Alors qu'il tentait une fois de plus de reconstituer les faits, il avait reçu un coup de téléphone. Une voix inconnue, étrangère, avec un accent vaguement balkanique. Un coup de fil doucereux, de quelqu'un qui n'était en rien concerné et parlait par pure bonté d'âme. Pauvre monsieur Belbo, disait-il, se trouver ainsi compromis dans une histoire bien désagréable. On ne devrait jamais accepter de faire le messager pour les autres, sans vérifier le contenu des paquets C'eût été bien empoisonnant, si quelqu'un avait signalé à la police que monsieur Belbo était l'inconnu de la place 45.
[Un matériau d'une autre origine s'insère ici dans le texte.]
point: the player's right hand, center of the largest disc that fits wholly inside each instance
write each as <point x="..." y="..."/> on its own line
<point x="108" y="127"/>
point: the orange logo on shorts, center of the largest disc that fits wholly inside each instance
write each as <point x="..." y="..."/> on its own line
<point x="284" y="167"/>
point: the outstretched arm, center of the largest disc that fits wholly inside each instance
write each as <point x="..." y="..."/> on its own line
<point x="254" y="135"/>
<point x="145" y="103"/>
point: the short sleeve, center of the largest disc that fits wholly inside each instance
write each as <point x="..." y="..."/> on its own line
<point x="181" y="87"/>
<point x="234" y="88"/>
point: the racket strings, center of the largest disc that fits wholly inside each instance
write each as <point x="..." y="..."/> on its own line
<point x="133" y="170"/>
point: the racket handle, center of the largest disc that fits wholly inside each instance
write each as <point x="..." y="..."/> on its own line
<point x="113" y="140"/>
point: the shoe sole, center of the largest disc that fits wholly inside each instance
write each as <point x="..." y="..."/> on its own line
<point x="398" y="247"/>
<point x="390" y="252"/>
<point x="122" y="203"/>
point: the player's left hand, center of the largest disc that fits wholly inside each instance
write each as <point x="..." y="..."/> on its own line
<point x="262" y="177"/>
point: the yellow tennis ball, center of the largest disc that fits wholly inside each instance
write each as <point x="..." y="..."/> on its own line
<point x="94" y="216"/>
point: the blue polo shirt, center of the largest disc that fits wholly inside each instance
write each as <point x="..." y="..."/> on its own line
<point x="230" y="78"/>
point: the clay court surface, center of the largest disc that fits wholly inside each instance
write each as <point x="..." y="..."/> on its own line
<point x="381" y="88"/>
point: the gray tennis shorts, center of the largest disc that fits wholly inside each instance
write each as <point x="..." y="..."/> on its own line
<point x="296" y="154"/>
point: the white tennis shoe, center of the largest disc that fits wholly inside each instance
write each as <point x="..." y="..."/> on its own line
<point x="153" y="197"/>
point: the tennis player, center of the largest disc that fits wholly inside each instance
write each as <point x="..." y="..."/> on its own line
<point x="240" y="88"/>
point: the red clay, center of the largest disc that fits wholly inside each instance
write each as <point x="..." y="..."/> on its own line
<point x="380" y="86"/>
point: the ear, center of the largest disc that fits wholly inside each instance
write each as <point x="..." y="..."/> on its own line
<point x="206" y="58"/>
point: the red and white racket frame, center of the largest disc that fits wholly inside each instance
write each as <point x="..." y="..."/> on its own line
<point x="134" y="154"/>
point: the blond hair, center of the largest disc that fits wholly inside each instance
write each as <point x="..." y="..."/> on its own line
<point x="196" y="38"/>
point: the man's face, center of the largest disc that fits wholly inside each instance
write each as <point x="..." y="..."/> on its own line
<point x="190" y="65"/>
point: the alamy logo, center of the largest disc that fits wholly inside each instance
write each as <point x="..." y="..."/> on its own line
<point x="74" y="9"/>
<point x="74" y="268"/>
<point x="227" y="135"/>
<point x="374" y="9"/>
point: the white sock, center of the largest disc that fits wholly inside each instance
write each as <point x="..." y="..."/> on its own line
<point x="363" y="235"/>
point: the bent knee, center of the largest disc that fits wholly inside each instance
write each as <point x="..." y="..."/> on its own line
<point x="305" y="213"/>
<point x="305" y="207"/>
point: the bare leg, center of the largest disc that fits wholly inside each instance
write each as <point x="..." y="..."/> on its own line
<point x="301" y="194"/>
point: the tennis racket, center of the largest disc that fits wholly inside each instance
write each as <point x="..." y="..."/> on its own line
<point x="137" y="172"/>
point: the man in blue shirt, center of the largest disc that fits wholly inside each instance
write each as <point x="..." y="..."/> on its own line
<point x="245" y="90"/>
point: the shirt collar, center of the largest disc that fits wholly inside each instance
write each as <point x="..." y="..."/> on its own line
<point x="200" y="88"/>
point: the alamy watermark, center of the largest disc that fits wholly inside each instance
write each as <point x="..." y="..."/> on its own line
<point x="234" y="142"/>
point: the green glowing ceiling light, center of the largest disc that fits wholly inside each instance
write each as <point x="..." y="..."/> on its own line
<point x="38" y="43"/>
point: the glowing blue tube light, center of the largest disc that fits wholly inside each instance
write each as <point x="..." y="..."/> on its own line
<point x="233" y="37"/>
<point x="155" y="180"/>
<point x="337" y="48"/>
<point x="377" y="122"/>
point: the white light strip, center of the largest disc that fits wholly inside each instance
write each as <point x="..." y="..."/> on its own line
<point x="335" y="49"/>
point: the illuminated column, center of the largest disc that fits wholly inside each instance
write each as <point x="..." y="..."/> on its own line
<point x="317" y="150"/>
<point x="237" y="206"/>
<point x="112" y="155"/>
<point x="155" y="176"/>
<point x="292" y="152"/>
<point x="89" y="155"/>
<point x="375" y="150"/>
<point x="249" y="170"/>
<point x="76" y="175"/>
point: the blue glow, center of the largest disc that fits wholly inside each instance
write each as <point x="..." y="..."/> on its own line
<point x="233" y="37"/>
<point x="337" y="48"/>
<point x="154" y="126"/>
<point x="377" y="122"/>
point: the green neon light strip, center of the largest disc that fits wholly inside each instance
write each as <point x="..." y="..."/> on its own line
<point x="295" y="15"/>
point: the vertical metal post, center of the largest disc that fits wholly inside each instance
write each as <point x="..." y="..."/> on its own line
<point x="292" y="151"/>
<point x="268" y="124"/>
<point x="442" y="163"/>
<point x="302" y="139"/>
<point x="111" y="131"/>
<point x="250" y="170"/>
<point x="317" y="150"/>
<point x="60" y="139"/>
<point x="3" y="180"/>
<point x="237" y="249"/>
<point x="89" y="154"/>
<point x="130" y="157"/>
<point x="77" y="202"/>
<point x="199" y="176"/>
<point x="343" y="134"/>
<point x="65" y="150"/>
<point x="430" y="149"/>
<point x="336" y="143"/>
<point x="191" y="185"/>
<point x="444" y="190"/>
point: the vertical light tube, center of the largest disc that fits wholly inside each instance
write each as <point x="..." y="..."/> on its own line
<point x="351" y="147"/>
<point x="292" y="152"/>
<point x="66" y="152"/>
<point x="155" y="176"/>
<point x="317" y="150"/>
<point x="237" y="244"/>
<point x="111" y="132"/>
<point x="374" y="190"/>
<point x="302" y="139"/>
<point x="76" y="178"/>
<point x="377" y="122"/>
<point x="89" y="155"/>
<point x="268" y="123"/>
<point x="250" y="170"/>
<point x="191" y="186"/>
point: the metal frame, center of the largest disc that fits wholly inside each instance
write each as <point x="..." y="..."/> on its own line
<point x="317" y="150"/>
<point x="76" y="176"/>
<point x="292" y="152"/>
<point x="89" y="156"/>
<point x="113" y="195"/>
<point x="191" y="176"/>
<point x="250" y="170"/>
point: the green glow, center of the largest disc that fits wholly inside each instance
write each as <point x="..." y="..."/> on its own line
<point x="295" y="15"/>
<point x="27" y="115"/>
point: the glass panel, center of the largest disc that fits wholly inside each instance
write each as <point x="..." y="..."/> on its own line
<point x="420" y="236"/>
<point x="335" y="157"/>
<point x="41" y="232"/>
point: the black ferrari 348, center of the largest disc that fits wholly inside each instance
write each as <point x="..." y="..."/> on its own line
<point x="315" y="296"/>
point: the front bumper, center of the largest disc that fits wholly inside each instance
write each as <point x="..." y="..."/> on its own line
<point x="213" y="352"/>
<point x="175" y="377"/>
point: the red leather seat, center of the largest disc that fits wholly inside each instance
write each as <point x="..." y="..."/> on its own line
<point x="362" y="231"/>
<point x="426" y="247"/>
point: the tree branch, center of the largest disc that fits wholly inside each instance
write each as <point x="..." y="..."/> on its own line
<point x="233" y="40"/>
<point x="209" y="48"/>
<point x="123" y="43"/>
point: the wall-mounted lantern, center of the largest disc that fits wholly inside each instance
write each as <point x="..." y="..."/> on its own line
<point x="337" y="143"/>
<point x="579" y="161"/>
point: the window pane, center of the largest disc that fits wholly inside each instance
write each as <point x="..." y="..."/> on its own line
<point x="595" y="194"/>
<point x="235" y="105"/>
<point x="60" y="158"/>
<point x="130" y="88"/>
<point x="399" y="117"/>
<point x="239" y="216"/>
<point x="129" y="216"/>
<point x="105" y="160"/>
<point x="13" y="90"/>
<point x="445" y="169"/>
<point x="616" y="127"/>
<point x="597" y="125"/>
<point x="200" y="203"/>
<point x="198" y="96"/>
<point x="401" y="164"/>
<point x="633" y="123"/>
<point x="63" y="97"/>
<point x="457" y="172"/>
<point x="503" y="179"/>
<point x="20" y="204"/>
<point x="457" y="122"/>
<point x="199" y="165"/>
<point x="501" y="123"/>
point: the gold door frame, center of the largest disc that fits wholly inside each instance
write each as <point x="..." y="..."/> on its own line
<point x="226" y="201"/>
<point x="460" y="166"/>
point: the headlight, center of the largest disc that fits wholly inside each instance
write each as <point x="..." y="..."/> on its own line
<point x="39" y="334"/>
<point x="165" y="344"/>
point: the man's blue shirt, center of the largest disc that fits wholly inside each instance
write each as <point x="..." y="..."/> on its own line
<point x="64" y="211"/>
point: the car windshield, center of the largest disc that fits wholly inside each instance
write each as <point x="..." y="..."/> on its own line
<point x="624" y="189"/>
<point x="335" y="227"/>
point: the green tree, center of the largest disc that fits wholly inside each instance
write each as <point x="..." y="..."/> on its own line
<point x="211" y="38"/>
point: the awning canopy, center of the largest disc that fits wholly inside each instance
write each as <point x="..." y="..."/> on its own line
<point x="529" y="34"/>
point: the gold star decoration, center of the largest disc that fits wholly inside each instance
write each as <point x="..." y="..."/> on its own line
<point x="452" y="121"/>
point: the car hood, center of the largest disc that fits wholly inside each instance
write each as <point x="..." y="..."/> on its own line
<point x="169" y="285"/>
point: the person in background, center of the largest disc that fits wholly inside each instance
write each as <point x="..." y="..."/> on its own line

Certes, on aurait pu éviter d'en arriver jusque-là, si seulement Belbo s'était décidé à collaborer. Par exemple, s'il avait dit où se trouvait la carte des Templiers. Et comme Milan était devenue une ville brûlante, car tout le monde savait que l'auteur de l'attentat au TEE était parti de Milan, il s'avérait plus prudent de transférer toute l'affaire en territoire neutre, disons Paris. Pourquoi ne pas se donner rendez-vous à la librairie Sloane, 3 rue de la Manticore, d'ici une semaine ? Mais sans doute Belbo aurait-il eu intérêt à se mettre tout de suite en route, avant que quelqu'un ne l'identifiât. Librairie Sloane, 3 rue de la Manticore. A midi, le mercredi 20 juin, il y aurait rencontré un visage connu, ce monsieur à la barbe avec qui il avait si aimablement conversé dans le train. Il lui aurait dit où trouver d'autres amis, et puis, petit à petit, en bonne compagnie, à temps pour le solstice d'été, il aurait enfin raconté ce qu'il savait, et tout se serait terminé sans traumatismes. Rue de la Manticore, au numéro 3, facile à se rappeler.